Heyho,
I’d like to use the Jetson inference Library for a Project and I’m stuck with using already installed IP Cameras with 1440p image format and try this workaround for RTSP image input
Do I have to preprocess the images made by the camera before I can label them? I plan to Label them using labelimg like someone does in this post
Does the Transfer learning feature of Jetson inference take images of any resolution and does the resizing by itself.
Same with the Camera input, do I have to resize it?
Hi @CN_Jetter, it automatically handles the resizing internally (both for training and inference), so it doesn’t matter what the camera resolution is. For example, with SSD-Mobilenet the video feed will automatically be resized down to 300x300 before being fed into the DNN (you don’t need to worry about this or take it into consideration during labelling)
After trying labelimg and CVAT, I prefer to use CVAT tool because it exports the dataset with Pascal VOC directory structure. Whereas labelimg just gives you a bunch of XML files. In theory each can be made to work though.
After trying labelimg and CVAT, I prefer to use CVAT tool because it exports the dataset with Pascal VOC directory structure. Whereas labelimg just gives you a bunch of XML files. In theory each can be made to work though.
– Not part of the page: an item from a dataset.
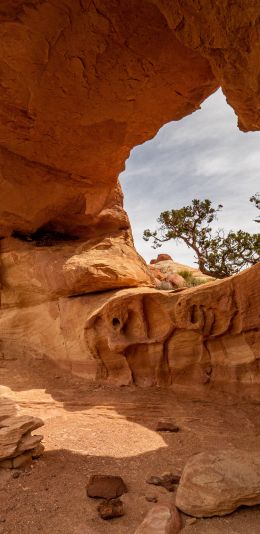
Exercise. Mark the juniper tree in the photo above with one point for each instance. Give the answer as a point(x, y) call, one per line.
point(217, 254)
I was kinda set off by the rather complex interface of CVAT (couldn’t find the screen where I can create the bboxes with the lables).
I should give it a second chance. Thank you for pointing out the benefits of CVAT
Yea, CVAT interface is more complex. With any tool I recommend to do a small subset of annotations first (say just 10 images), and then make sure you can run that through train_ssd.py to make sure it’s working before you spend a lot of time annotating.
The only mod needed with CVAT was to make a labels.txt for the dataset (the class names, one per line). The text file it exports in the root level of the dataset is not that.